Reuters :
Ukrainian President Volodymyr Zelensky said that he expects a positive response on Wednesday from Western allies in Brussels to his requests for a rapid increase in military aid as the country’s cities faced more Russian missile strikes.
After intense Russian missile attacks, Zelensky appealed to the leaders of the Group of Seven nations on Tuesday for more air defense capabilities as the G7 vowed to support Kyiv for “as long as it takes.”
A US-led coalition of some 50 countries known as the Ukraine Defence Contact Group will meet in Brussels on Wednesday on the sidelines of a NATO defense ministers meeting.
“I am anticipating from our partners progress on matters of anti-aircraft and anti-missile defenses and agreements on new supplies of different weapons and ammunition vital for us,” Zelensky said in an evening address on Tuesday.
The Ukrainian military, which has recaptured significant territory from Russian forces in the past month, said on Tuesday night that Russian missile strikes had damaged more than 10 cities, including Lviv, Bakhmut, Avdiivka and Zaporizhzhia.
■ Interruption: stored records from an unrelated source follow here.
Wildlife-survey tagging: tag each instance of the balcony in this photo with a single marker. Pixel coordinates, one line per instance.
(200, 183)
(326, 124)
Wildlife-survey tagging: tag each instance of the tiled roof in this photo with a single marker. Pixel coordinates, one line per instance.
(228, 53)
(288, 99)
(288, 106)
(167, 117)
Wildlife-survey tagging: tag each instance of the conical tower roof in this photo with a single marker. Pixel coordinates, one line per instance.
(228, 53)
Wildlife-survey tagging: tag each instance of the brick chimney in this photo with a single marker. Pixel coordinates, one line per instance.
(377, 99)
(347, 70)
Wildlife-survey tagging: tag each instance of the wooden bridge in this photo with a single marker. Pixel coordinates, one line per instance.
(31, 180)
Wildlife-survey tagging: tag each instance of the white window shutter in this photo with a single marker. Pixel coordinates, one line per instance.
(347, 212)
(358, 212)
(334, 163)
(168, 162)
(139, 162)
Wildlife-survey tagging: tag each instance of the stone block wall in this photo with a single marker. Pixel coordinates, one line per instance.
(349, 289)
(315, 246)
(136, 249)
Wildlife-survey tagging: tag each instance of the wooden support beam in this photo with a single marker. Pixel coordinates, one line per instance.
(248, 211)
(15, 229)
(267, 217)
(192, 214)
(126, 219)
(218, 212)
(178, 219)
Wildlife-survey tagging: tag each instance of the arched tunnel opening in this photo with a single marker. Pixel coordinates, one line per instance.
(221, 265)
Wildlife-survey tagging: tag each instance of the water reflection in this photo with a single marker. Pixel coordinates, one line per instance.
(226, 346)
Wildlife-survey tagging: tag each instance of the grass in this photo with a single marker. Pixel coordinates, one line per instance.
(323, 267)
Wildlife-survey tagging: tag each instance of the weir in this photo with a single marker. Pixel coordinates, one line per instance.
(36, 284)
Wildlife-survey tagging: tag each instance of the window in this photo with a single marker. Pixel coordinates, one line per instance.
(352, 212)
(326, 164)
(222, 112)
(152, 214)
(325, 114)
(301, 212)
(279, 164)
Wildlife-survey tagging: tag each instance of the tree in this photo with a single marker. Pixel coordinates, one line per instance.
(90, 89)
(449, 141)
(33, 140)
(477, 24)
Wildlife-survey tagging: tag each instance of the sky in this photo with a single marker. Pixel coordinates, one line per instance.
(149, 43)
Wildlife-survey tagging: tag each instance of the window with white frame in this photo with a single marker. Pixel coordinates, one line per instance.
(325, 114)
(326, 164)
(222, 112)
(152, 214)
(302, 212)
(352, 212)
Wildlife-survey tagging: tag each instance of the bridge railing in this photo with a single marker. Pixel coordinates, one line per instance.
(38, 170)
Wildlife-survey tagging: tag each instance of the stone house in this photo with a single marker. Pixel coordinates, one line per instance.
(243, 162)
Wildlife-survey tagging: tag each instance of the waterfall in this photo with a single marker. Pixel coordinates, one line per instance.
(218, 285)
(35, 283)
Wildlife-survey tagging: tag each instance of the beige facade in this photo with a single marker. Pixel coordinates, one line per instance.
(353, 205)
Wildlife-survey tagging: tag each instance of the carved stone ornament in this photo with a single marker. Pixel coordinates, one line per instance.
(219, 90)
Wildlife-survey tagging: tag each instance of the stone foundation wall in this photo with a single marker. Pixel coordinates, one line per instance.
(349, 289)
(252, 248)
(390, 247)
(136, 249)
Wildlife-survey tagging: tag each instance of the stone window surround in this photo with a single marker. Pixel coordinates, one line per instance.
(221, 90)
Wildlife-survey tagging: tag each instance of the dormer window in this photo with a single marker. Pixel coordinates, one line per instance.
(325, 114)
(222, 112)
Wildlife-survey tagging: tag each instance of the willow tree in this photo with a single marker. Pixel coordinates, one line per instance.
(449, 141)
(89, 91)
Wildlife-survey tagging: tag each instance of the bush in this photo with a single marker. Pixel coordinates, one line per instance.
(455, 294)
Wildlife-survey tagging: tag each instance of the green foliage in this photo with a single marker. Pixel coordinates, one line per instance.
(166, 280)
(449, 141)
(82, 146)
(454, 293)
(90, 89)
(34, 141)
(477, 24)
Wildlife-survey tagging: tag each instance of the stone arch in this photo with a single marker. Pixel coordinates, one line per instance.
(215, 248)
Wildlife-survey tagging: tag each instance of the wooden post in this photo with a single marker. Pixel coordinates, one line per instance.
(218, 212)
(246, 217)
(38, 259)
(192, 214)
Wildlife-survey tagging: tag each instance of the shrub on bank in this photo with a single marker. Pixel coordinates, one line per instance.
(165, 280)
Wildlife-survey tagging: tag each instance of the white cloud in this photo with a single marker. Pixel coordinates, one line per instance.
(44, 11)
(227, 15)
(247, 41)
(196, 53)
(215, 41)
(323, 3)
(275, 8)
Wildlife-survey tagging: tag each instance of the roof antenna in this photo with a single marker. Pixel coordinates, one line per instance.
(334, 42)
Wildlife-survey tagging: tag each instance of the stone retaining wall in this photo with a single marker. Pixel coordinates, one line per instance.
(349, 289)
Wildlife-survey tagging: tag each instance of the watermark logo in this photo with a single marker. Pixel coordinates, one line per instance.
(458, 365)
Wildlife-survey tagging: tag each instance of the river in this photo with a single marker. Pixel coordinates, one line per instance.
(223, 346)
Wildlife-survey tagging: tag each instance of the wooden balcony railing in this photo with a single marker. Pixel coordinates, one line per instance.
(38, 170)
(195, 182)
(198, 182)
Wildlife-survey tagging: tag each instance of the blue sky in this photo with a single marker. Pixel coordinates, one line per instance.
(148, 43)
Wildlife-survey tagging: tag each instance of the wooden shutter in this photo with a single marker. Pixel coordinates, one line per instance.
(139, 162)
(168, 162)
Air raid sirens wailed earlier across the country for a second day.
“Over the past 24 hours, the occupiers have again resorted to mass missile strikes — more than 30 cruise missiles, seven air strikes and 25 instances of shelling,” Ukraine’s armed forces said.
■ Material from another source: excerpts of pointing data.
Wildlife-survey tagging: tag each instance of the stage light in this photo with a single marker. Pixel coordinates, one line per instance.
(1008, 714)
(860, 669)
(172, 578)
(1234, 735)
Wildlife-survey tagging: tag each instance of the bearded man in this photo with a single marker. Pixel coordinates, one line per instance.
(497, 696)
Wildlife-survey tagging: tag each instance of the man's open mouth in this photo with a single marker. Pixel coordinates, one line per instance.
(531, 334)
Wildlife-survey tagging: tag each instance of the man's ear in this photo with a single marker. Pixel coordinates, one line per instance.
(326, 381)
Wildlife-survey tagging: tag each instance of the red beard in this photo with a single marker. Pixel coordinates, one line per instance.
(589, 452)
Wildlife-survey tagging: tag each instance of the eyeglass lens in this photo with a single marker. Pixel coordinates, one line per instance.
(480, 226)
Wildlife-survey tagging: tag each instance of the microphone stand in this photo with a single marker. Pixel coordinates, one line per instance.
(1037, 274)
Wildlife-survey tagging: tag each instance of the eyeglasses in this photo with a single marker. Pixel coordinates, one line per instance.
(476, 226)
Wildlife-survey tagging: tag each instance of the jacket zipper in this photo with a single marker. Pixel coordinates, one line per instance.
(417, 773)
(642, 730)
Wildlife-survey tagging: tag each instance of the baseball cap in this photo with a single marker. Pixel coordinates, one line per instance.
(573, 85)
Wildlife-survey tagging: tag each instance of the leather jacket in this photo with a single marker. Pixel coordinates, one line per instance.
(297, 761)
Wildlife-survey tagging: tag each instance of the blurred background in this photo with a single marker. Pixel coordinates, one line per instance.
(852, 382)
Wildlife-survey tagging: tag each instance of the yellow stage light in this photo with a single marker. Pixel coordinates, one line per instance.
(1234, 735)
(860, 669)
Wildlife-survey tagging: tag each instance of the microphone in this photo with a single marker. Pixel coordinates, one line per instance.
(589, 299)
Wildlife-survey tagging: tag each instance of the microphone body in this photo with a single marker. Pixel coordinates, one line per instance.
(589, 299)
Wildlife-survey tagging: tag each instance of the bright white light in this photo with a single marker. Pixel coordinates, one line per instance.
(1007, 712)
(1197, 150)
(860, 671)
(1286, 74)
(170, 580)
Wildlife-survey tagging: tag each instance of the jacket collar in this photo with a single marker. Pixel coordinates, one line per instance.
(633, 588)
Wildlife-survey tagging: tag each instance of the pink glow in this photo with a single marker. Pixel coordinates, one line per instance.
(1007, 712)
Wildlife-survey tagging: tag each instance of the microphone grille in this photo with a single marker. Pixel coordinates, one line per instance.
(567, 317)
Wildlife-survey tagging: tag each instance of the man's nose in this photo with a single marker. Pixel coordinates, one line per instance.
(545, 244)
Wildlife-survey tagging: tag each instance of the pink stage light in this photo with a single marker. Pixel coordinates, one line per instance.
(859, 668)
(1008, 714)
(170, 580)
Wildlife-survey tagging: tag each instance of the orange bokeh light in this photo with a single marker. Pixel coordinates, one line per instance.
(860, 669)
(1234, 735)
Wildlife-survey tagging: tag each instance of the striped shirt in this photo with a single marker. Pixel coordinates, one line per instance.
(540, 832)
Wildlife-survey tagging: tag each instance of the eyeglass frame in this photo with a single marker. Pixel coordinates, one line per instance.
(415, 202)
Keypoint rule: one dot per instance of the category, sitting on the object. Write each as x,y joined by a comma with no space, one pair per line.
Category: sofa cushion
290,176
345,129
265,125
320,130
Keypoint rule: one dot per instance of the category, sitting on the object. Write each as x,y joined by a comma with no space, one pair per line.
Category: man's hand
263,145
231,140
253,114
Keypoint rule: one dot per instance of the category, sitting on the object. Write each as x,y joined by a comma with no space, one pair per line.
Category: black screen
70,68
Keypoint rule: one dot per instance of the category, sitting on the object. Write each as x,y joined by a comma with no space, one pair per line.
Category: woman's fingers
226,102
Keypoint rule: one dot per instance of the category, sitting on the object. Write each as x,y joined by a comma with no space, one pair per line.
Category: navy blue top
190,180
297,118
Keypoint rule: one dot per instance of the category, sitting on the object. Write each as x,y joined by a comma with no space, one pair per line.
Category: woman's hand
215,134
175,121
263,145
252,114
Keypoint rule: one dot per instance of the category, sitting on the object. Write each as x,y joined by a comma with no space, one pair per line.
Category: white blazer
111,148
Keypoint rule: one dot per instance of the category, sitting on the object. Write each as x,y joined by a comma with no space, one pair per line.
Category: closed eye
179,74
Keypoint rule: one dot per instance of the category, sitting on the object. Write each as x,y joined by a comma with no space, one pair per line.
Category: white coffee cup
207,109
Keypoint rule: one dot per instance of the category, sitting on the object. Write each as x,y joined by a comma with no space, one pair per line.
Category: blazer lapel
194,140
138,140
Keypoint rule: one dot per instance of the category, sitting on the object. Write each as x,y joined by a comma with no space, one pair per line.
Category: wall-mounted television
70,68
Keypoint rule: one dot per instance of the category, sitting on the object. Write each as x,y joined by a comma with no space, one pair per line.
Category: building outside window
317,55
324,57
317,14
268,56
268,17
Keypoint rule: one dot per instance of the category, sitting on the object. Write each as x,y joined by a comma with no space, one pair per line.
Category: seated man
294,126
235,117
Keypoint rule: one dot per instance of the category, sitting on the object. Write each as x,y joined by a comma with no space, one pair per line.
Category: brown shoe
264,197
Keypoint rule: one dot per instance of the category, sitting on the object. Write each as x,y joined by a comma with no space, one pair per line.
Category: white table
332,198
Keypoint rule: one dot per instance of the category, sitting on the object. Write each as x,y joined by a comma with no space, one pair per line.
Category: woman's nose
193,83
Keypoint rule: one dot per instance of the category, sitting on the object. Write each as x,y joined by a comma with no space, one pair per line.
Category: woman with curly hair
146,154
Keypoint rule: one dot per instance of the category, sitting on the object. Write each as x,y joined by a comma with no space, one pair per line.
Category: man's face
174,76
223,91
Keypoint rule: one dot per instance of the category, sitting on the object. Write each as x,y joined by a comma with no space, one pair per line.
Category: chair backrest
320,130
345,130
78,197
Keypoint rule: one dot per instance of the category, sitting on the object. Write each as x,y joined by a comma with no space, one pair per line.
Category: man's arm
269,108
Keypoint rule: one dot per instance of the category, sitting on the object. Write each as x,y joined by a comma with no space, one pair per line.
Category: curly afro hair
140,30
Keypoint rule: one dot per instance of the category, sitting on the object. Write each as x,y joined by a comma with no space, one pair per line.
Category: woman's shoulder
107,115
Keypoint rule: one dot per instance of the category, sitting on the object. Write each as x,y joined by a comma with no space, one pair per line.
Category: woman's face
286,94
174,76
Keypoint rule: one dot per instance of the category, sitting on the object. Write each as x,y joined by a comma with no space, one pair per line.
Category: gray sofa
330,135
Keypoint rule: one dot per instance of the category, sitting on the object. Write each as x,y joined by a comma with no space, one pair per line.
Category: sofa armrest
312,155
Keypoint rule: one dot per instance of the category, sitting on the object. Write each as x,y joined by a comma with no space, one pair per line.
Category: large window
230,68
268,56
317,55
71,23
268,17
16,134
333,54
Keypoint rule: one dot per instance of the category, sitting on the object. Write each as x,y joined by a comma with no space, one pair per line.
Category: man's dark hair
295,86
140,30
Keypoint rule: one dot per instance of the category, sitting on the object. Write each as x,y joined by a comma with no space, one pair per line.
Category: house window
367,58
The Ukrainian command said its forces killed more than 100 Russian troops in the southern Kherson region. Reuters could not independently verify the battlefield reports.
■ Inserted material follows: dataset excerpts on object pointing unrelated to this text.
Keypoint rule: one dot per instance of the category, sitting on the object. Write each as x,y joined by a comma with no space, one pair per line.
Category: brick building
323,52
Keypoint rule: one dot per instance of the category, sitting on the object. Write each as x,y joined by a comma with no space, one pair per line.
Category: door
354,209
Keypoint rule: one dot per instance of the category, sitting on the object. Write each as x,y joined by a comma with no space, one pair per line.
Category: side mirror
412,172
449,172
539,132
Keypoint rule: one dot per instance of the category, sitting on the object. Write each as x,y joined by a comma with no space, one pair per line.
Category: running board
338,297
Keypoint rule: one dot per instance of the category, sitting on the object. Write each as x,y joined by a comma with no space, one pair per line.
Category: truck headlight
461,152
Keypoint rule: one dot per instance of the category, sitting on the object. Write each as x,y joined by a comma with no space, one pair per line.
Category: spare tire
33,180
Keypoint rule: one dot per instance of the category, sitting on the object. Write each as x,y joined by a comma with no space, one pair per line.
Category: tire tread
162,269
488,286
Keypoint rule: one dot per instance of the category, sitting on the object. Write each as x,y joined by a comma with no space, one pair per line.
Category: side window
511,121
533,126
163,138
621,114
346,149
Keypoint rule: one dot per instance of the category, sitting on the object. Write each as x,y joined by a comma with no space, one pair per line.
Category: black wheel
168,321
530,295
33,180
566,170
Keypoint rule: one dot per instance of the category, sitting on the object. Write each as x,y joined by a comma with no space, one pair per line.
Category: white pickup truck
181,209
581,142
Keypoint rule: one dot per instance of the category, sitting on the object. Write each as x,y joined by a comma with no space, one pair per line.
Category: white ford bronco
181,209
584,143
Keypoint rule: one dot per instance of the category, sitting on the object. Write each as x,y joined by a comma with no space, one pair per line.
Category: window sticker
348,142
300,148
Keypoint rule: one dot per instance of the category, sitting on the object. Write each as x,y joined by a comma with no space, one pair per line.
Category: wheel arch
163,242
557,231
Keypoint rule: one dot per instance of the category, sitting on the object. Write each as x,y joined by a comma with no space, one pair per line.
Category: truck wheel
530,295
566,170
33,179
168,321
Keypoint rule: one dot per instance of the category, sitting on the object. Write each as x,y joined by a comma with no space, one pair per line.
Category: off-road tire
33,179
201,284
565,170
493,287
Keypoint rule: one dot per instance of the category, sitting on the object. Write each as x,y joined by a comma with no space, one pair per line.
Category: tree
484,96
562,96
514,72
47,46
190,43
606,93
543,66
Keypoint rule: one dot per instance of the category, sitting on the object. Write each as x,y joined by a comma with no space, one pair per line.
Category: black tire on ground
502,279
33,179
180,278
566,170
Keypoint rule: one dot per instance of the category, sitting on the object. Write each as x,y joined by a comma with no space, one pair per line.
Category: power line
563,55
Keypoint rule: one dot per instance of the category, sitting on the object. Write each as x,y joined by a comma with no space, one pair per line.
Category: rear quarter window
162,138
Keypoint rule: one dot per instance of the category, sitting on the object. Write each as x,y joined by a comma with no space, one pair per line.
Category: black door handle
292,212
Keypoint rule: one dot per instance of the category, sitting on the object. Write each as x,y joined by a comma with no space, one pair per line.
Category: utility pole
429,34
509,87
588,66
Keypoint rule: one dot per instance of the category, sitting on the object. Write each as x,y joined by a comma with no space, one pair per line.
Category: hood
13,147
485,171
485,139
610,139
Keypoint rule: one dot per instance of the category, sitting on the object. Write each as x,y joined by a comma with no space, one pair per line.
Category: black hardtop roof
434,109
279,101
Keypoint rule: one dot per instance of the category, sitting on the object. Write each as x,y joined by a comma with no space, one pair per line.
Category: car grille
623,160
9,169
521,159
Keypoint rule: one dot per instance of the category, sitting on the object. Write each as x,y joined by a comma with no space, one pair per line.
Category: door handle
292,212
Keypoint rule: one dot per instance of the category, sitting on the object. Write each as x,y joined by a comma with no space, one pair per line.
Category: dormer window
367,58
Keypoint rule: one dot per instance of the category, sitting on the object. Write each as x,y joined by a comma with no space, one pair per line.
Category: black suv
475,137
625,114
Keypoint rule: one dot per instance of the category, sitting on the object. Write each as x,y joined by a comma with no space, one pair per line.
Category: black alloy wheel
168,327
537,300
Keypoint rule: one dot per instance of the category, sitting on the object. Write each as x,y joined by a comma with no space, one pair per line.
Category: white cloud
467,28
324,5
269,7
The activity on Tuesday was less intense than the day before when dozens of strikes killed 19 people, wounded more than 100 and knocked out power across the country in Moscow’s biggest aerial offensive since the start of its invasion on February 24.
More missile strikes on Tuesday killed seven people in the southeastern Ukrainian town of Zaporizhzhia, a presidential aide said, and left part of the western city of Lviv without power, according to local officials.
Ukrainian Defense Minister Oleksii Reznikov celebrated the arrival from the United States of what he said were four additional High Mobility Artillery Rocket System (HIMARS) launchers, whose accuracy and longer range have allowed Ukraine to reduce Russia’s artillery advantage and fueled the country’s recent counter-offensive.
“HIMARS time,” he wrote on Twitter, was a “good time for Ukrainians and bad time for the occupiers.”
Ukraine on Tuesday received the first of four IRIS-T air defense systems Germany promised to supply, a German defense ministry source said. The United States said it was speeding up the shipment of sophisticated NASAMS air defenses to Ukraine. Washington has already provided more than $16.8 billion worth of security aid to Ukraine during the war.